Si les accusations de maltraitance semblent fondées, leur gestion publique par l’État hébreu semble avoir été prise au sérieux seulement après leur forte médiatisation. Israël semblait ne craindre que modérément les accusations de maltraitance avant cela, puisqu’il a finalement cédé aux requêtes du CICR en 1995 lorsqu’il autorisa une délégation à visiter la prison (Ayad, 20 octobre 2006). Peut-être que cet affaiblissement de la position israélienne s’explique par la distance affichée avec laquelle il déléguait la gestion de la prison à l’ALS. Pourquoi un État engagerait-il autant de ressources militaires pour faire disparaître des preuves de violations du droit international s’il ne semble que modérément embarrassé ?

D’autre part, il faut rappeler que le bombardement intervient six ans après la fin de l’occupation de la région par l’ALS, durant la guerre des « 34 jours ». Quel est l’intérêt d’attendre 2006 pour faire disparaître des preuves gênantes?

Plusieurs réponses sont possibles. Tout d’abord, l’argument stratégique. La prison de Khiam possédait de nouveau son intérêt stratégique en 2006, dominant la frontière sud du haut de sa colline telle une porte ouverte à la frontière israélienne que le Hezbollah aurait pu emprunter.

Une autre explication possible est qu’Israël n’avait pas l’opportunité avant 2006 de faire disparaître ces preuves gênantes. En effet, avant cette date aucun casus belli n’était assez fort pour justifier un bombardement. Alors que durant l’été 2006, l’enlèvement de soldats israéliens par le Hezbollah fut un prétexte suffisant pour une nouvelle intervention officielle de Tsahal.

Même si elle n’est pas la seule explication possible, la volonté de faire disparaître des traces de maltraitance a probablement influencé le bombardement de Khiam à partir du moment où ces exactions ont été rendues publiques et fortement médiatisées.

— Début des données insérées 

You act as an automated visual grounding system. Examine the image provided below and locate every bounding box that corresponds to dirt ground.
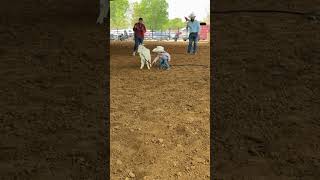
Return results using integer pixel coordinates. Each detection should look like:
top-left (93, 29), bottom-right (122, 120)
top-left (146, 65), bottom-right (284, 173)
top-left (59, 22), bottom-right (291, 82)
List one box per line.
top-left (213, 5), bottom-right (320, 179)
top-left (110, 41), bottom-right (210, 179)
top-left (0, 0), bottom-right (107, 179)
top-left (2, 0), bottom-right (320, 179)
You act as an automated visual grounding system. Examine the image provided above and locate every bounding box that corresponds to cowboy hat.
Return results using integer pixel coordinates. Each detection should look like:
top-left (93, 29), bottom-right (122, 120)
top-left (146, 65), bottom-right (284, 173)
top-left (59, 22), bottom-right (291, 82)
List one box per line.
top-left (188, 12), bottom-right (196, 18)
top-left (152, 46), bottom-right (165, 53)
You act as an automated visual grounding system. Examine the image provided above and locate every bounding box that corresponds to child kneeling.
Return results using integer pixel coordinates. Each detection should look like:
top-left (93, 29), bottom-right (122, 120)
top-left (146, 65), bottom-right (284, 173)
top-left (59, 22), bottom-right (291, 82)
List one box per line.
top-left (152, 46), bottom-right (171, 70)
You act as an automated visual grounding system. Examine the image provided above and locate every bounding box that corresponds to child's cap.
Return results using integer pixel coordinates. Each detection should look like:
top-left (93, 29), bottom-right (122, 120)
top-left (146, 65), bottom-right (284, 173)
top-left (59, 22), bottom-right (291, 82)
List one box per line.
top-left (152, 46), bottom-right (165, 53)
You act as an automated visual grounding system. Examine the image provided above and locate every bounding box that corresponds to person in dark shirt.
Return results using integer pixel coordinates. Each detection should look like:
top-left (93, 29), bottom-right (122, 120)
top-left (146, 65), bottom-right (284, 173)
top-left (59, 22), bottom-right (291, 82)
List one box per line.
top-left (132, 17), bottom-right (146, 56)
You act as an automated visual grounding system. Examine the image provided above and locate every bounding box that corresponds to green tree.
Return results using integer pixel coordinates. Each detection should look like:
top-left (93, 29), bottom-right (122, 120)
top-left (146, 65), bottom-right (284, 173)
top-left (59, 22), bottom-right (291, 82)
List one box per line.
top-left (132, 0), bottom-right (169, 31)
top-left (165, 18), bottom-right (185, 30)
top-left (110, 0), bottom-right (130, 29)
top-left (131, 2), bottom-right (142, 27)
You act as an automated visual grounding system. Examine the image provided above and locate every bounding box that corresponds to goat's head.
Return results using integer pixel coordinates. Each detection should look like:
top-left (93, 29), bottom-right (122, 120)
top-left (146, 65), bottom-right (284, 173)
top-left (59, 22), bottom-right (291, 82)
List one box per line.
top-left (137, 44), bottom-right (145, 53)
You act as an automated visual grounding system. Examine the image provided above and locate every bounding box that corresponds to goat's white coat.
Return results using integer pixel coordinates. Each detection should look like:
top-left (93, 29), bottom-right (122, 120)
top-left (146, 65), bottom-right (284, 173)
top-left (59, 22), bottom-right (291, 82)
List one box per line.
top-left (137, 45), bottom-right (152, 69)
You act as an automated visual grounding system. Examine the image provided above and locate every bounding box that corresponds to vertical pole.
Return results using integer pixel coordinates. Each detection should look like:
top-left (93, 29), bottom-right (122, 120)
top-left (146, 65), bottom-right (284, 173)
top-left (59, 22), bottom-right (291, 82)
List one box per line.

Aujourd’hui, Khiam reste la mainmise de la propagande anti-israélienne et l’État hébreu a jusqu’à présent toujours démenti les accusations de tortures. L’histoire de Khiam n’est au final qu’un autre aspect d’une géopolitique régionale encore cristallisée par plus d’un demi-siècle de conflits. Elle n’est que le triste chatoiement d’un combat dont la rutilance a gagné le terrain mémoriel, à défaut d’avoir été résolu sur le champ de bataille.